I still sometimes feel self-conscious when I am using mobility aids. Especially at times when my energy hasn’t tanked yet and it might not be visible to people while I am using them. It somehow can make you feel both invisible and like the most visible person in the room, and that has made me resentful at times. But I have also learned how harmful it is to feel negative about something that helps me. I can’t control what other people think about me, but I can adjust how I think about myself. Since then I have become a bit of an evangelist about mobility aids. It becomes a wonderful point of connection with people around me, especially elders who have similar struggles.
When we were on that trip to South Carolina, I had a woman and her daughter stop me because they were struggling with her model of rollator and they liked mine. We chatted for a while about life and I showed them all the features I had looked for to find the right option for me, the big wheels, the easy folding, the sturdier frame so I could use it on grass. Then I helped them look it up on their phone so she could buy the same one when they got home. I have had these interactions dozens of times now.
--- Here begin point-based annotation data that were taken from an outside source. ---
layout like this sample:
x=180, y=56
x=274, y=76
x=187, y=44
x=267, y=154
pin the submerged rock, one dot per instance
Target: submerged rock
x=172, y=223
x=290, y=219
I chat with people about their canes, crutches, and wheelchairs. I meet elders who could clearly use a cane but don’t like the stigma so they refuse to use it. They admire the carved wood on mine and I tell them how much better I feel, how it will help them – just get a pretty one. Even after I had started using mobility aids, my own grandparents were still refusing to. I finally convinced them to use canes after a couple of falls, and then my grandma fell while in Florida and was having trouble getting around. I ordered her the same rollator as I have and had it sent down. By the time they got back up to Cleveland my grandpa had taken to using it any time grandma didn’t need it - he called it his Cadillac. A year or so later I was able to send an extra one I had to my grandma-in-law, who named it after her childhood horse. Good mobility aids give life, they offer freedom to people who don’t have access to much.
My needs have changed over time and so have my mobility aids. Two years ago I bought crutches leading up to a trip in Italy where I knew I wanted to be able to climb on mountains. Today I mostly use a walking stick, which works like a cane but is better for my posture and shoulder pain. So now I have a stockpile of aids to deploy as needed. They have helped me to get stronger, to do more when I am not strong, and to relax a little more when I’m feeling good. There are plenty of days I still feel negative, or complain about my health and all the contraptions – but I am beyond grateful for what mobility aids give me and how they benefit my life.